Tutte cose oramai superate dalla troppa tecnologia e dalla corsa al consumismo. Non si prova più gioia e soddisfazione per le piccole ma grandi cose.
ANNA MARIA
LA GIOIA E LA SPERANZA
Se frugo nei ricordi della mia infanzia, mi accorgo di non averne moltissimi, se non una dolce filastrocca che mio padre scrisse per me e che iniziava più o meno così: “Nella via Lomellina, c’era una volta una bambina e chiama vasi Danina quella dolce birichina, era la gioia di mamma e papà…” e proseguiva con altre strofe baciate …. Non ricordo altre storie, altre favole, ci penso molto perché mi manca il ricordo di una voce conosciuta che per farmi addormentare mi parla di fare turchine e di magici castelli, ma anche di orchi cattivi finiti miseramente per non arrecare più danno a nessuno. Pensando ai bimbi di oggi, immagino le loro mamme raccontando storie meno fantastiche dove non esistono fate buone, ma sì moltissimi orchi: c’è l’orco puzzolente coperto di polvere e vestito di stracci, l’orco MISERIA; c’è l’orco sempre affamato, che mangerebbe qualsiasi cosa che incontra, il suo nome è FAME; c’è l’orco che esplode all’improvviso travolgendoti quando meno te lo aspetti e ti dilania riempiendoti di chiodi, l’orco GUERRA; poi c’è quello che si manifesta generoso promettendoti aiuto, riparo, perfino danaro, ma che una volta attratto ti sfrutta e ti schiavizza, l’orco SFRUTTAMENTO; ce ne sono moltissimi altri innominabili tra cui l’orco BULLO che per rendersi importante agli occhi dei compagni ti perseguita e ti minaccia; ed infine ce n’è uno tutto blu che sembra pacifico, ma che quando pensi di essertelo fatto amico, ti travolge e ti inghiotte con la sua bocca profonda e piena di onde e si chiama IMMIGRAZIONE.
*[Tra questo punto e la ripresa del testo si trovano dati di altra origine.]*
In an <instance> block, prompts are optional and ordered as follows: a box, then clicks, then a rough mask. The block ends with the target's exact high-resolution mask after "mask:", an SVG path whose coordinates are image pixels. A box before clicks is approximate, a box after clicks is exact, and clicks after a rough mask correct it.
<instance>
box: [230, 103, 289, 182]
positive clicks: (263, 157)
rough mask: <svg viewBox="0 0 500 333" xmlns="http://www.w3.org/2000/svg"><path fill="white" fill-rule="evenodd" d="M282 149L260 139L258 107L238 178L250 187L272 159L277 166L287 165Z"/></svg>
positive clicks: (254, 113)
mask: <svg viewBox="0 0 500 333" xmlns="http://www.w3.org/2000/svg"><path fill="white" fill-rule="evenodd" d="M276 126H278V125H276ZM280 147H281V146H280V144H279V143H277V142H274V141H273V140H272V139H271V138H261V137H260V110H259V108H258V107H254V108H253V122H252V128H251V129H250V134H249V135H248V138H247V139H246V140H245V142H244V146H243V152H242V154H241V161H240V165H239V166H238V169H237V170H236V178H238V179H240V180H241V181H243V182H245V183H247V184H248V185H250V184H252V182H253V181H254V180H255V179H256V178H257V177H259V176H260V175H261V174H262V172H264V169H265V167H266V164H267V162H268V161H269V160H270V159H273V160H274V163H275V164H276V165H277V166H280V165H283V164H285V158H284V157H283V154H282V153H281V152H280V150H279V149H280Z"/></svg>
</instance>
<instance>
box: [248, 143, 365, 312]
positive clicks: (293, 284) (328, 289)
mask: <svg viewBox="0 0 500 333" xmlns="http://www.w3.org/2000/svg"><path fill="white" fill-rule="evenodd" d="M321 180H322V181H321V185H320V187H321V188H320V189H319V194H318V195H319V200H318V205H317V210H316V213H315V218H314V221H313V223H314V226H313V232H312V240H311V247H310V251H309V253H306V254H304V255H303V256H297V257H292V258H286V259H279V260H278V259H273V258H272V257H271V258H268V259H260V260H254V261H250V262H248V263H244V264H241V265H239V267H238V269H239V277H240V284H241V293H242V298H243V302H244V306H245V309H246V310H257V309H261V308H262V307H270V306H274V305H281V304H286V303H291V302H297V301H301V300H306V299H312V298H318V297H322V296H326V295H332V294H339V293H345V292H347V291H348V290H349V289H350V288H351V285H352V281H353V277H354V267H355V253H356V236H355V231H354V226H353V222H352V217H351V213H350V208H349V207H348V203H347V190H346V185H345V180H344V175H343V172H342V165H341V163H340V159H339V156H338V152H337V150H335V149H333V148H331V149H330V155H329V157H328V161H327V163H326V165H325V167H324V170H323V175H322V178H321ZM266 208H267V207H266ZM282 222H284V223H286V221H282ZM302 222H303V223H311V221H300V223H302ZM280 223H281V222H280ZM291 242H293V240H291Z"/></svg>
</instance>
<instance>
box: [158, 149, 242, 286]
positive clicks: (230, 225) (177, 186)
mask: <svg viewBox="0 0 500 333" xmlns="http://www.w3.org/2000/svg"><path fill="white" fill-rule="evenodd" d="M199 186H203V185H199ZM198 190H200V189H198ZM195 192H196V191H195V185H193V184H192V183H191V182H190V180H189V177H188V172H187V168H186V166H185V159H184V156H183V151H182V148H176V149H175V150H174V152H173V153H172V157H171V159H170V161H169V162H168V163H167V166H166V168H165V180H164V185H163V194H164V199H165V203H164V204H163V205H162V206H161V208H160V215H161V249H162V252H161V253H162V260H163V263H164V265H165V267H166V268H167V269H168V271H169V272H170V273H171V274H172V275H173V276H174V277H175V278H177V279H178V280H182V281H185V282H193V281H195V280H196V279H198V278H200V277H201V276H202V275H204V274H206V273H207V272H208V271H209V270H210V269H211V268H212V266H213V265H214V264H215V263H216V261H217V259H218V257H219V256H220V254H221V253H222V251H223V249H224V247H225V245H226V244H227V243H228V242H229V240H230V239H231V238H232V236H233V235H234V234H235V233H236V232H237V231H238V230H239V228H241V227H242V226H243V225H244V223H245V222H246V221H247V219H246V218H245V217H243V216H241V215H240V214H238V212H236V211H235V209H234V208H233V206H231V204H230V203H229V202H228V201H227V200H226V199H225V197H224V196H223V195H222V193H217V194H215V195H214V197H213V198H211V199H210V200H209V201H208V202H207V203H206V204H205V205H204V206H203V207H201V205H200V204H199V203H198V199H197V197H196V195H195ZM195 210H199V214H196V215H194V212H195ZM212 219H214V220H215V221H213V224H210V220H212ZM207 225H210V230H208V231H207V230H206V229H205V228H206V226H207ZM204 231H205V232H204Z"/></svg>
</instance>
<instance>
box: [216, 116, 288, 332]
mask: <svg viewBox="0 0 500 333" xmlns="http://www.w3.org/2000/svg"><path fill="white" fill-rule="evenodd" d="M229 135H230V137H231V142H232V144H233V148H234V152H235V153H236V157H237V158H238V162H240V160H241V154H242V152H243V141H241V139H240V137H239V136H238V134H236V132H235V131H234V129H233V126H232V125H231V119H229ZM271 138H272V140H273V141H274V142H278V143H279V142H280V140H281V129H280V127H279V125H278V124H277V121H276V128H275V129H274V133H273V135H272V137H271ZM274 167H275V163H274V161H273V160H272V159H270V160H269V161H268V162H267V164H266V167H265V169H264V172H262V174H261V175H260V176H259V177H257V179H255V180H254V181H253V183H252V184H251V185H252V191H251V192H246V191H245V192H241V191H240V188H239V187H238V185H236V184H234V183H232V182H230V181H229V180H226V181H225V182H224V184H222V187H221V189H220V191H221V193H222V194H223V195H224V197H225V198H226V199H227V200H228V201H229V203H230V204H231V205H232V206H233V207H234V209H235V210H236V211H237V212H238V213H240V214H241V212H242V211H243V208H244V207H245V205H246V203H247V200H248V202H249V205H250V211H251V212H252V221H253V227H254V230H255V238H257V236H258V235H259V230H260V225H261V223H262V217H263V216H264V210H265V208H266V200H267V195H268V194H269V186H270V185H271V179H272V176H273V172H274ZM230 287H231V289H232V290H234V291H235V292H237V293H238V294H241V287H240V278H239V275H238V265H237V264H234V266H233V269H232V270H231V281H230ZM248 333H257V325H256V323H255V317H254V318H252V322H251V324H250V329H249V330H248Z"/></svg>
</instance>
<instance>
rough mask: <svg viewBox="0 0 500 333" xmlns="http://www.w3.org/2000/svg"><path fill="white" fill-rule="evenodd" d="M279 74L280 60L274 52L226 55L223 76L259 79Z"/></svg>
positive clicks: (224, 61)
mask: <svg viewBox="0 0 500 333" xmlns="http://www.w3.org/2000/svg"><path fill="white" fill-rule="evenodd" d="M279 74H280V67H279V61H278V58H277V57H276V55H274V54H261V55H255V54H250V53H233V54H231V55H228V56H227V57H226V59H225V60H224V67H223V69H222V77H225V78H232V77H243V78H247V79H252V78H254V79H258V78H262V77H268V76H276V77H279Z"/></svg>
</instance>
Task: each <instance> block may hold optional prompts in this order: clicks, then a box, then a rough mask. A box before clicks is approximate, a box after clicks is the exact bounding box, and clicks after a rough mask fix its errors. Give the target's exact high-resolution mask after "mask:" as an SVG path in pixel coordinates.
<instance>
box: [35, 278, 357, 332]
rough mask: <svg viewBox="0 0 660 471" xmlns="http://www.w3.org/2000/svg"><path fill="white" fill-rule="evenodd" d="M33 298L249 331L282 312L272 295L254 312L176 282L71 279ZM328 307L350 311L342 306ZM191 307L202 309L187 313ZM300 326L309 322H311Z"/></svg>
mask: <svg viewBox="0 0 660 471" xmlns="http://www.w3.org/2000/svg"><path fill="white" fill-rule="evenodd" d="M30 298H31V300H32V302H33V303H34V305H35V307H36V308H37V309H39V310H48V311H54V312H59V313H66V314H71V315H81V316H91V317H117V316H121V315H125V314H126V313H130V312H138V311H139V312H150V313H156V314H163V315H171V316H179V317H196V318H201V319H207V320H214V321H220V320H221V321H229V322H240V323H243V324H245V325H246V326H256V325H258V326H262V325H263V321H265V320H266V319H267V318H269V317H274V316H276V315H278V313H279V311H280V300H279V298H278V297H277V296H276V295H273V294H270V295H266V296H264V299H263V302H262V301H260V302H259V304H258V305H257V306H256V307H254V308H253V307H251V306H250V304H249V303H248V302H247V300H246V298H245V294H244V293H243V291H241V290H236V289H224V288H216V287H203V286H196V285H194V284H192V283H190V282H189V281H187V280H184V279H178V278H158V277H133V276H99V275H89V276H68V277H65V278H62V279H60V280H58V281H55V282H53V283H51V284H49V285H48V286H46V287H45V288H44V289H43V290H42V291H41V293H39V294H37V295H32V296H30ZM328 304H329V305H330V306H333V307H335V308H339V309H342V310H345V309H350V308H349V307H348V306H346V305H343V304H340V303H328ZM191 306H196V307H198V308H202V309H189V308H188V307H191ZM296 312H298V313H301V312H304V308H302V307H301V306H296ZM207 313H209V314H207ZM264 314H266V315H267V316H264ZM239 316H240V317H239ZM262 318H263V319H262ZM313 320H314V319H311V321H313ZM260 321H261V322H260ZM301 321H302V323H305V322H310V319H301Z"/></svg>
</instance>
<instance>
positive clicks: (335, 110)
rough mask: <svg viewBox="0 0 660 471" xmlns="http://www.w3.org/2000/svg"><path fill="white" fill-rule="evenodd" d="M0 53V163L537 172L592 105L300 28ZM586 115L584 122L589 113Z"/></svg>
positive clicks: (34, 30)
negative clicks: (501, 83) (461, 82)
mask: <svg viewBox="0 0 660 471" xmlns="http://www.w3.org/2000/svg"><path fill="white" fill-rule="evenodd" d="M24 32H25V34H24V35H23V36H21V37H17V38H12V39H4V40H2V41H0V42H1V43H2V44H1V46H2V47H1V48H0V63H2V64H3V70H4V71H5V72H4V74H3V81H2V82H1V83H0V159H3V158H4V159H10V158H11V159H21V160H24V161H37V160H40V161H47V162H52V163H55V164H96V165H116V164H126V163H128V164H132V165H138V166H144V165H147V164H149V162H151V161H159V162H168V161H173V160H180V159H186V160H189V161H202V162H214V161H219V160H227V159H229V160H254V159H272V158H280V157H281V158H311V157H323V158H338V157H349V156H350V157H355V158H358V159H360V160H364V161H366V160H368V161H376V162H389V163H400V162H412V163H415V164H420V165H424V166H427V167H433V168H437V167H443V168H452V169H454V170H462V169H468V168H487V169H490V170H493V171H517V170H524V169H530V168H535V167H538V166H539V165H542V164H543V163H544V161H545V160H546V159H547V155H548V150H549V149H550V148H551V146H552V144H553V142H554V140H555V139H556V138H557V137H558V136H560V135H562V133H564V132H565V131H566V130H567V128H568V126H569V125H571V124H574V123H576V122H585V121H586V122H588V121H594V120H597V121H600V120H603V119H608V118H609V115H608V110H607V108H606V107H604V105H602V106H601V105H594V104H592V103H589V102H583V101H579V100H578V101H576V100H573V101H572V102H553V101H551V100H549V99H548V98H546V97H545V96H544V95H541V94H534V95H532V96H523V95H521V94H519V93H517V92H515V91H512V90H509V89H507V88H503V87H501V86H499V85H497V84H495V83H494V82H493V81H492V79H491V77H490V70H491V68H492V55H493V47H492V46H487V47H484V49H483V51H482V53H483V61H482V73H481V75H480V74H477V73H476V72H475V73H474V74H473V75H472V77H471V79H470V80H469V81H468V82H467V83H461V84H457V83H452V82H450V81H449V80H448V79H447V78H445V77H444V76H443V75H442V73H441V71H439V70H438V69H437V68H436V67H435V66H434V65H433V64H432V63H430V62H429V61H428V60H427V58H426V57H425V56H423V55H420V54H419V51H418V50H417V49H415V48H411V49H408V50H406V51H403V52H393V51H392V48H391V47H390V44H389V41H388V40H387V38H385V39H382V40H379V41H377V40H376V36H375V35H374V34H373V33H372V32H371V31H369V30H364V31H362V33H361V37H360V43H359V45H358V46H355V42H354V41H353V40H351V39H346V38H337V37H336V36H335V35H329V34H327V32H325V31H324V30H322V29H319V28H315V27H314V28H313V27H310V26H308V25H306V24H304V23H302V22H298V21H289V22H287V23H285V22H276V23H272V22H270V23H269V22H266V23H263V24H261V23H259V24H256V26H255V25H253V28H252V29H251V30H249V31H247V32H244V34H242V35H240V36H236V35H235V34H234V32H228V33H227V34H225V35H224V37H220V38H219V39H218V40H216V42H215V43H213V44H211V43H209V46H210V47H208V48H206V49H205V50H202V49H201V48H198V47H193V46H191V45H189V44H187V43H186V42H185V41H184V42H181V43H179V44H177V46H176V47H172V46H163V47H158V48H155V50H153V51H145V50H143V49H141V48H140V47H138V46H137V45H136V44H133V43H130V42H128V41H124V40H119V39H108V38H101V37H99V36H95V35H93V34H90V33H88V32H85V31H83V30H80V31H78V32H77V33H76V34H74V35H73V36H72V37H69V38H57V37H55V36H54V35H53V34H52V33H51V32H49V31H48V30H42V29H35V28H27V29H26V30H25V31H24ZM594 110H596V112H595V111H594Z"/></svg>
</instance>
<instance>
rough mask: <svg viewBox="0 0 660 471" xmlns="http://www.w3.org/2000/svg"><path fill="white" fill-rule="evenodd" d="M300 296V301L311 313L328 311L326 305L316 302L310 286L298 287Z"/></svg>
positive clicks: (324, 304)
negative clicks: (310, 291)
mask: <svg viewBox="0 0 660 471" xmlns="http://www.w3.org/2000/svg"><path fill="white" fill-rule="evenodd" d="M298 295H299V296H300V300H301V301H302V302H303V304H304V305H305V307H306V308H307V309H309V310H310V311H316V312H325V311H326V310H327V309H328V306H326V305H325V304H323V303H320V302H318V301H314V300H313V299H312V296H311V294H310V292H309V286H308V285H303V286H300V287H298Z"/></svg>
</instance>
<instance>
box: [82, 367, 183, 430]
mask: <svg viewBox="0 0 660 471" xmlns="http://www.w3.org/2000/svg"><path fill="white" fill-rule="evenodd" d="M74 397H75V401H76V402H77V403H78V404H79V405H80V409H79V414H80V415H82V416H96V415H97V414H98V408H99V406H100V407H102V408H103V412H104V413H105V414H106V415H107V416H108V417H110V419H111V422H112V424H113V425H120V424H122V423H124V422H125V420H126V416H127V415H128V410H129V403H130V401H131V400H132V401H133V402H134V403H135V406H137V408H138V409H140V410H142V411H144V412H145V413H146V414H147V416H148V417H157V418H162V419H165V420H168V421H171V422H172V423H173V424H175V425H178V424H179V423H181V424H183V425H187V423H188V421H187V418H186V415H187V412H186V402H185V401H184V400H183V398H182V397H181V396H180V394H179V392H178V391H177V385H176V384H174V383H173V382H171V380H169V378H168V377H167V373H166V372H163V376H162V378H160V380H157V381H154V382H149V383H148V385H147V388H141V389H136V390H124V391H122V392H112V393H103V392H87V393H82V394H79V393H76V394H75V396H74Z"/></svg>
Immaginiamo attorno al mondo un girotondo di bimbi di ogni razza, religione e condizione, uniamoci alle loro mamme.
Teniamoli per mano questi bimbi e queste bimbe che, una volta adulti, ricorderanno tutti con dovizia di immagini terribili, di essere stati bambini e incominciamo a narrare, non sottovoce ma con il tono di interpreti consumati, fiabe popolate di gioia e di speranza dove esistono mille fate buone che con la loro bacchetta magica vincono tutti gli orchi malvagi esistenti, chiaro con molto lavoro, ma con la comune volontà che è il vero motore del mondo.